Quelques jours avant l'adoption de la résolution 984, le 6 avril 1995, le ministre des Affaires étrangères de l'époque, M. Alain Juppé, avait précisé devant notre commission des Affaires étrangères et de la défense le sens que la France entendait donner aux assurances négatives de sécurité accordées aux Etats non dotés 37 ( * ) :
« Il ne fait pas de doute, dans ce contexte, que les assurances de sécurité sont compatibles avec notre stratégie de dissuasion, et cela pour trois raisons.
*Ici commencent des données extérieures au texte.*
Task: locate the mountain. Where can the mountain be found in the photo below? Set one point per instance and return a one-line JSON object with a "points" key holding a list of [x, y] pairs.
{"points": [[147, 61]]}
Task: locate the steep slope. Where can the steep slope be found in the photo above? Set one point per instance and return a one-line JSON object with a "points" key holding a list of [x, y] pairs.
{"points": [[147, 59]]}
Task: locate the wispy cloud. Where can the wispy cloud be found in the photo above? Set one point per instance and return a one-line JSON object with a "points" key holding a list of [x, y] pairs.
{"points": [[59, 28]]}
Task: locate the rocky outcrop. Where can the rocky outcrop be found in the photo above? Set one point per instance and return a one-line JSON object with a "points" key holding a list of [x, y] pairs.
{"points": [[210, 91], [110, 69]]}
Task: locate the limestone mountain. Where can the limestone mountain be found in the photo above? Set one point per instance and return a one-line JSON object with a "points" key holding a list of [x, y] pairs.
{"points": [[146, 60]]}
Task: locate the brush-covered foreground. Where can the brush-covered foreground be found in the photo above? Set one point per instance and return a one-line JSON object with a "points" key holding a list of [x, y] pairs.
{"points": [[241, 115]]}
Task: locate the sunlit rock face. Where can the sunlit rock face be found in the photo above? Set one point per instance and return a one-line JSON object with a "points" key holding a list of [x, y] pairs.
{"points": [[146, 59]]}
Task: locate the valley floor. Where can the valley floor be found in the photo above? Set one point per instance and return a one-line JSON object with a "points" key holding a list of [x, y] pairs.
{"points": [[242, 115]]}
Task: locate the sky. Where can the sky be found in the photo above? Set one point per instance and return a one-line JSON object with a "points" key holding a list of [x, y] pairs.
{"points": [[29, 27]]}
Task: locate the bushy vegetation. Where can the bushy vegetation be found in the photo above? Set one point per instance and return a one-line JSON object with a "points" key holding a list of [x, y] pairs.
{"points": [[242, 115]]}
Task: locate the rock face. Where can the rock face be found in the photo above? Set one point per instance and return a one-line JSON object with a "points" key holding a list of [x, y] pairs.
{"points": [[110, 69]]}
La première est que notre stratégie de dissuasion a un caractère strictement défensif : la France refuse la menace d'emploi et l'emploi de l'arme nucléaire à des fins agressives ; notre stratégie nucléaire est une stratégie de non-guerre, s'appuyant sur des capacités nucléaires limitées au strict nécessaire. C'est ce que l'on appelle le principe de suffisance.
En second lieu, nos déclarations au titre des assurances de sécurité n'affectent naturellement en rien notre droit inaliénable à la légitime défense tel que rappelé par l'Article 51 de la Charte des Nations unies que je viens d'évoquer.
Enfin, comme vous le savez, la dissuasion française a pour objet la protection de nos intérêts vitaux, dont l'appréciation appartient au président de la République. Il va de soi que notre dissuasion couvre toute mise en cause de nos intérêts vitaux, et cela quels que soient les moyens et l'origine de la menace, y compris bien entendu celle d'armes de destruction massive produites et utilisées en dépit de l'interdiction internationale qui les frappe ».
Ces principes restent valables aujourd'hui. La notion de stricte suffisance a été revue à la baisse. Nos armes visent seulement la dissuasion. Nous avons toujours exclu l'utilisation de ces armes sur le champ de bataille. Nous récusons l'idée de frappes préventives ou préemptives. La dissuasion française ne vise, dans des circonstances extrêmes, que légitime défense prévue par l'article 51 de la Charte des Nations-Unies et ne peut être mise en oeuvre que pour protéger nos « intérêts vitaux ».
* 37 Le texte de cette communication est annexé au rapport d'information du Sénat n°311 (1994-1995) de M. Xavier de Villepin, relatif à la prolifération nucléaire.